Filiberto, el mismo hombre violento, cambió para pedir la compasión de Miguel y ayuda para salir de la cárcel.
Miguel no tenía mucha confianza. Quien pedía compasión en realidad le había enseñado de niño a Miguel a no tenerla.
Camino al éxito, Miguel terminó traicionando por tonterías a quienes habían buscado con él el triunfo en Los Angeles. Mientras tanto, Filiberto seguía llamando desde la cárcel y usando el llamado a la compasión como anzuelo.

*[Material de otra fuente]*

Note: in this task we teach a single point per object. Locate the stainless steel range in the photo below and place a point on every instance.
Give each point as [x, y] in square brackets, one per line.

Perdido en un falso éxito, estafado, dedicado cada vez más a tomar y a la fiesta, desorientado en las manipulaciones de una mujer de la farándula, Miguel despertó una noche en medio de una pesadilla.
Las rejas se habían cerrado. Miguel estaba dentro, con el traje anaranjado de los reos. Filiberto salía libre con sus botas por delante.
Miguel se había enseñado a ser hombrecito. Así cambió su persona -perdiéndola- por la de Filiberto.